Host: Moshe Safran (RSIP Vision)
Invited speaker: Professor Julia A. Schnabel, PhD
Chair in Computational Imaging, and Head of Research & Impact
School of Biomedical Engineering & Imaging Sciences, King’s College London, UK
Executive Editor, Journal of Machine Learning in Biomedical Imaging (MELBA)
General Chair, Information Processing in Medical Imaging 2021 (IPMI’21), Bornholm, Denmark
General Chair, Medical Image Computing and Computer Assisted Intervention 2024 (MICCAI’24), Marrakesh, Morocco
Machine learning, and in particular deep learning approaches have shown great promise in medical imaging for disease detection, staging and segmentation, with more recent developments focusing on motion correction and shape modeling.
A common approach is to train algorithms on well annotated and curated high-quality image databases that do not reflect clinical reality, causing them to fail in a hospital setting.

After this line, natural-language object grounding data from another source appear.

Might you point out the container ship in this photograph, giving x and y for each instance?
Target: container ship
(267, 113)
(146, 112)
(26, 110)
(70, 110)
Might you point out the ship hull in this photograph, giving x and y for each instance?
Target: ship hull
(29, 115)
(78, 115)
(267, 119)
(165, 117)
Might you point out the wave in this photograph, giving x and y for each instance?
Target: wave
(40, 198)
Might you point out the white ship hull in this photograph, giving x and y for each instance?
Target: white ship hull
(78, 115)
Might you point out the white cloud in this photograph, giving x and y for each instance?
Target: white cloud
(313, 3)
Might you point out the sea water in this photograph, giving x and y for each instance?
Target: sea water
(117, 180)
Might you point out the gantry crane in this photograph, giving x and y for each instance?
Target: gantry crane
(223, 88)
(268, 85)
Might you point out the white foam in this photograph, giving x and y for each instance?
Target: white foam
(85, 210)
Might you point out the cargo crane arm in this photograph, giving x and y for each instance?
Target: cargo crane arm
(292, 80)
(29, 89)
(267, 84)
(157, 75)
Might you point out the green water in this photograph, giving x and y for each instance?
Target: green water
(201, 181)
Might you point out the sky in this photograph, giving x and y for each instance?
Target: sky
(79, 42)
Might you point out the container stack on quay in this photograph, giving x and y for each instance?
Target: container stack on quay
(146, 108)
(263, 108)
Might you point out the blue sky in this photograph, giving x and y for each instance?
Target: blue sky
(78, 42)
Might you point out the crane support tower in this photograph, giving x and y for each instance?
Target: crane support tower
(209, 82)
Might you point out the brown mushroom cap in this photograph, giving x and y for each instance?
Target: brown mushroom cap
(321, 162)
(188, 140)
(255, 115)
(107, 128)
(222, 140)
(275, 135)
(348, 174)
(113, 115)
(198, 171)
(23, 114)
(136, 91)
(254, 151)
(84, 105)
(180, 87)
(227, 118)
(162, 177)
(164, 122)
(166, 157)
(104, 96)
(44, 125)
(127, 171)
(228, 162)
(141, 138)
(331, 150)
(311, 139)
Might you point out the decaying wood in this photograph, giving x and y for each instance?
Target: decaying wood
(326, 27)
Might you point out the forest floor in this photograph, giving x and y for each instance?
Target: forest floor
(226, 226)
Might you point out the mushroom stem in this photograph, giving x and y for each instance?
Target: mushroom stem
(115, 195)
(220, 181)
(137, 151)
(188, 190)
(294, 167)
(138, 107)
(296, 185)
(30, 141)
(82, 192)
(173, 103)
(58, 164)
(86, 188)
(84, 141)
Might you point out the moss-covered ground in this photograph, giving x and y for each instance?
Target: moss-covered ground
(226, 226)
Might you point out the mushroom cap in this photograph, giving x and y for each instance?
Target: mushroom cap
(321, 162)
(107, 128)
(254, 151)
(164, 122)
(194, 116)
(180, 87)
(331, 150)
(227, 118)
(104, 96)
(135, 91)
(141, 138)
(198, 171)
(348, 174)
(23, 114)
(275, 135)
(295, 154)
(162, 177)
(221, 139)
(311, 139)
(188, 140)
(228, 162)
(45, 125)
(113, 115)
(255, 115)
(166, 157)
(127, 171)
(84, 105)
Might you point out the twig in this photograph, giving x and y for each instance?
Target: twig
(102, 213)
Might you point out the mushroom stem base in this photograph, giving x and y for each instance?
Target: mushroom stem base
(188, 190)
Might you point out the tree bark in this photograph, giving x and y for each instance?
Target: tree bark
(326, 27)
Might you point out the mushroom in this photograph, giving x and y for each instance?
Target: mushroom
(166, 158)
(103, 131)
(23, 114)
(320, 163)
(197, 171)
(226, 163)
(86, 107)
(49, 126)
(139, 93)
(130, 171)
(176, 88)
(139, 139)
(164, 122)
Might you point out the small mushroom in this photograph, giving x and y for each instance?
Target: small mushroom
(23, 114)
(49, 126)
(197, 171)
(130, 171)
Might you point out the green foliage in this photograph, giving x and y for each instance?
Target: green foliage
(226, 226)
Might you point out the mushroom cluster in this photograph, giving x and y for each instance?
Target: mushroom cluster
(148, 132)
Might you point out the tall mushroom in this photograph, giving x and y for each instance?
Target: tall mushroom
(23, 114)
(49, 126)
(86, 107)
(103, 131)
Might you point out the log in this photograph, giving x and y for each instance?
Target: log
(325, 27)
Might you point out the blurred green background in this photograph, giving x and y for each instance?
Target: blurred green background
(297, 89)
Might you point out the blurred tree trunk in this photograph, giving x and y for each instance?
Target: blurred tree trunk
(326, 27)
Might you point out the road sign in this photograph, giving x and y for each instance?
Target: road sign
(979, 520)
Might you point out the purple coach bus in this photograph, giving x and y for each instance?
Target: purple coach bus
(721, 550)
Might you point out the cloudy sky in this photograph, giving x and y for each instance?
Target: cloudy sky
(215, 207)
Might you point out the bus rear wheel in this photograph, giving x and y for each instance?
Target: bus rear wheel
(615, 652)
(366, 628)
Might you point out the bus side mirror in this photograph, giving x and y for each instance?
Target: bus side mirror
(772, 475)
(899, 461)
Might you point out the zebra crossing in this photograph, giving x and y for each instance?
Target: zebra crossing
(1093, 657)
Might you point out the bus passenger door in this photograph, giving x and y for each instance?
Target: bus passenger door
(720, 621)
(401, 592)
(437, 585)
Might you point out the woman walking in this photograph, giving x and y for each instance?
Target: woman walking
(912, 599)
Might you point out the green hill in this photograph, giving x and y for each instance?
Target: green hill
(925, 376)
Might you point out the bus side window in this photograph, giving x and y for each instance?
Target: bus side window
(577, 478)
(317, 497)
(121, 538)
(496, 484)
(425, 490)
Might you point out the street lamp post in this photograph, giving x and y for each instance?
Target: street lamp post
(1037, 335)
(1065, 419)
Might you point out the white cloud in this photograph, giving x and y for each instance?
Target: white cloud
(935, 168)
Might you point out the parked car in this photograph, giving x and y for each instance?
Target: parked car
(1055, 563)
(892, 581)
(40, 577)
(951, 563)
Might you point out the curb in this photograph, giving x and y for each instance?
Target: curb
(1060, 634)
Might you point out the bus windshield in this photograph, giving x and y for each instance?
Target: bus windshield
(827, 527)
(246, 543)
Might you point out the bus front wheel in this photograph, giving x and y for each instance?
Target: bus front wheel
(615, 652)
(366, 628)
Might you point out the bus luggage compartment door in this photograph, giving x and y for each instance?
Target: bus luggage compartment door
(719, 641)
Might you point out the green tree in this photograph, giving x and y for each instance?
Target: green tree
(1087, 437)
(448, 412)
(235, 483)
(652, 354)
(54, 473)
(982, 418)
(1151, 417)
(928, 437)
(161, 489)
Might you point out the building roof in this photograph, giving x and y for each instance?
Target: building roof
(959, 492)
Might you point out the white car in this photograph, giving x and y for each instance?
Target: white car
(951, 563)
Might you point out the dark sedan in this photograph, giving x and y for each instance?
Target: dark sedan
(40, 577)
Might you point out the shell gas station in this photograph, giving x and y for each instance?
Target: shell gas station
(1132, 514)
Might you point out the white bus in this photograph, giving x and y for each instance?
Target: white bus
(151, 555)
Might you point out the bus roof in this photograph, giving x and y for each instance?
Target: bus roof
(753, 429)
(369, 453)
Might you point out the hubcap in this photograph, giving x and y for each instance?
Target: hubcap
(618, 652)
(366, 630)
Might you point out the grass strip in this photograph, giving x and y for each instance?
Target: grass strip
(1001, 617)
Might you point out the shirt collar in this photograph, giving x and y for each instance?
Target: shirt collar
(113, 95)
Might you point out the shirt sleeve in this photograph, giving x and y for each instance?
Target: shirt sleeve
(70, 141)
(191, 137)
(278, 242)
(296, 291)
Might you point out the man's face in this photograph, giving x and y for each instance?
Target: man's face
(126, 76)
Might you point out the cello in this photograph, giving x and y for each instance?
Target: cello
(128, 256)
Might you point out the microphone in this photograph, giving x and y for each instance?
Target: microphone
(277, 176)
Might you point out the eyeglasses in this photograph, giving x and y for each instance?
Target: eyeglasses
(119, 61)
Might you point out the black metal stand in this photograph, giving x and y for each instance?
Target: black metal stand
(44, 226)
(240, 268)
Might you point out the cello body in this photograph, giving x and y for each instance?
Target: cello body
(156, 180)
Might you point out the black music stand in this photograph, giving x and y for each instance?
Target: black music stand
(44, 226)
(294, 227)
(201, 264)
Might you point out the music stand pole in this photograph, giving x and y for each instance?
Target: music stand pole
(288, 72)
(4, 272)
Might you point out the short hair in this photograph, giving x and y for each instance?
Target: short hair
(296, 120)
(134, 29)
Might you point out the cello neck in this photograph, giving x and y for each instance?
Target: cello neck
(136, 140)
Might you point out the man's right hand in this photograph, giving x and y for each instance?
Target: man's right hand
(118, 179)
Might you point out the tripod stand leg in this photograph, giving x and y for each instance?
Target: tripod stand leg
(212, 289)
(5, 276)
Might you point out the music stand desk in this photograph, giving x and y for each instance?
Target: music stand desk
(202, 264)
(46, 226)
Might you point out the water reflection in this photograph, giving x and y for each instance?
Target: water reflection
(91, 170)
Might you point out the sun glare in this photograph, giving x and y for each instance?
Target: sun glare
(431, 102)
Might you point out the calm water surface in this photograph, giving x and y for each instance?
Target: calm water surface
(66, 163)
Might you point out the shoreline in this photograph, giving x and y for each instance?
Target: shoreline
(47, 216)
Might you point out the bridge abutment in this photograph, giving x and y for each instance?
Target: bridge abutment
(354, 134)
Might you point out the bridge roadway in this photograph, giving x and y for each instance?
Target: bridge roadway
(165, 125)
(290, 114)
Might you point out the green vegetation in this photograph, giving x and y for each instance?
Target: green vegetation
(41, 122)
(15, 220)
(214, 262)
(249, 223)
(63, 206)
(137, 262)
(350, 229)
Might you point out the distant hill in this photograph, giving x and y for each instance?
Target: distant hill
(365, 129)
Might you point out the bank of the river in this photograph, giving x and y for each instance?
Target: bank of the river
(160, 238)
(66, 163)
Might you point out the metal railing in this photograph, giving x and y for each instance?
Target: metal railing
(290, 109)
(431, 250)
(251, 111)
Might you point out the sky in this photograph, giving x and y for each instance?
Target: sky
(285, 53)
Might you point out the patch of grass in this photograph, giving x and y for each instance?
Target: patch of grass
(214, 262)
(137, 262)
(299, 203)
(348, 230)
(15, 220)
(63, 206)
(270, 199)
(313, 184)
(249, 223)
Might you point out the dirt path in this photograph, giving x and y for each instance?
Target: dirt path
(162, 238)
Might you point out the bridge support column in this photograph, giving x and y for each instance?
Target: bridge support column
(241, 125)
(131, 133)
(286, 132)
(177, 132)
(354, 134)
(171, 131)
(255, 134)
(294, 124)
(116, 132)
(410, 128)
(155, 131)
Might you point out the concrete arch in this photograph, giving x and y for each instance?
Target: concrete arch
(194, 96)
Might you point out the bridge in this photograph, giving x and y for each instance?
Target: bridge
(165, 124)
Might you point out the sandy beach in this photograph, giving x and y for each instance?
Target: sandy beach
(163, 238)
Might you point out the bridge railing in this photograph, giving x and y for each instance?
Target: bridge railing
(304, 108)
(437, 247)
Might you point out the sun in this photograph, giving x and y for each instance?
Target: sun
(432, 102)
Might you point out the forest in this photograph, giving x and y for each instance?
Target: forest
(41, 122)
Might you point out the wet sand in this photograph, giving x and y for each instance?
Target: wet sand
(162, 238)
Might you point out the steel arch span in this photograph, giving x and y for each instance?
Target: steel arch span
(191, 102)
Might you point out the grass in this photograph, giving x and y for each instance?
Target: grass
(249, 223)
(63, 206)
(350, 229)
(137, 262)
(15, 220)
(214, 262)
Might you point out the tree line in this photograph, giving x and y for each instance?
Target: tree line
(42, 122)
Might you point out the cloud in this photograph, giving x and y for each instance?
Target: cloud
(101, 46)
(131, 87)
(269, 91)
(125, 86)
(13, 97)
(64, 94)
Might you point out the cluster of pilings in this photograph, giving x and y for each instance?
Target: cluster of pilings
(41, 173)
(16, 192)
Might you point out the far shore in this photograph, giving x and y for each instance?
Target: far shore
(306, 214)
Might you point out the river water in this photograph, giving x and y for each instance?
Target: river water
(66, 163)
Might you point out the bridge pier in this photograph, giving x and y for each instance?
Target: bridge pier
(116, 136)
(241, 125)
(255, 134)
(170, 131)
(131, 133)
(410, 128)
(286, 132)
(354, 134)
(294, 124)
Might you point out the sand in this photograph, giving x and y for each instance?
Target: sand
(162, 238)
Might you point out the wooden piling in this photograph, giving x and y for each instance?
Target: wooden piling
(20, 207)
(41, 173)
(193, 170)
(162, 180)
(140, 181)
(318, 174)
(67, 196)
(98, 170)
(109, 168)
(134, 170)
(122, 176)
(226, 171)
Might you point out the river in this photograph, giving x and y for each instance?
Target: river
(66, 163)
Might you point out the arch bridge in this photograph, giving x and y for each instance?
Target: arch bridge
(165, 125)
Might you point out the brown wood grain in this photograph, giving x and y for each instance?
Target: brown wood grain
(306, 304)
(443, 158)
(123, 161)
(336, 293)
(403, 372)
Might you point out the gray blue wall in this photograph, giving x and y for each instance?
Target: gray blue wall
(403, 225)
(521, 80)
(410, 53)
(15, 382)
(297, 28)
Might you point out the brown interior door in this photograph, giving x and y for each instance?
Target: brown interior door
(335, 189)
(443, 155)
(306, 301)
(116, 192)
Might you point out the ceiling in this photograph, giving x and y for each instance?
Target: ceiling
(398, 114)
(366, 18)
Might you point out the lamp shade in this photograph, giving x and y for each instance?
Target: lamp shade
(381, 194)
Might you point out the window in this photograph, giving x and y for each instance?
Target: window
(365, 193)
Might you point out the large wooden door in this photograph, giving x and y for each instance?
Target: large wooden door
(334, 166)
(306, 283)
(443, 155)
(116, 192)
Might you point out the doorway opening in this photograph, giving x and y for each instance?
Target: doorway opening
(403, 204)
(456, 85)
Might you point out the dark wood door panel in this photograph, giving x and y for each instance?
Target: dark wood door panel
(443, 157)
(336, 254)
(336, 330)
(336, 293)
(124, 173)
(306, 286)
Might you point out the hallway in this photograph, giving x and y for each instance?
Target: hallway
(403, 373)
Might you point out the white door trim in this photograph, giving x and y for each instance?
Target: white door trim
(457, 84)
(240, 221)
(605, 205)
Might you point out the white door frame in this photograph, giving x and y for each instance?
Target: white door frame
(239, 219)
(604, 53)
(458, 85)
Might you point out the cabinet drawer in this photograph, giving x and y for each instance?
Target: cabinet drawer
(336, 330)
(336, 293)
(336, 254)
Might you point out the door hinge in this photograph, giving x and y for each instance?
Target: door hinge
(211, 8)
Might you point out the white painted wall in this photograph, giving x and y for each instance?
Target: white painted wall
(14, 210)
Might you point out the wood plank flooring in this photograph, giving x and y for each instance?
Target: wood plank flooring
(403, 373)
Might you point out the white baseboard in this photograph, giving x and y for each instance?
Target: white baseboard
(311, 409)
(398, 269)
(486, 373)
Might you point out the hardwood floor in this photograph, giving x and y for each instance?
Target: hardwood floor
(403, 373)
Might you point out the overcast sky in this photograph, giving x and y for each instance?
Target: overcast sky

In this talk, Professor Julia A. Schnabel presents approaches that operate from the imaging sensor right through to extracting clinically relevant measures, by applying realistic data augmentation for image quality control and end-to-end solutions, with examples in cardiac magnetic resonance imaging and fetal ultrasound. Prof. Schnabel concludes by providing some perspectives on challenges that yet need to be overcome.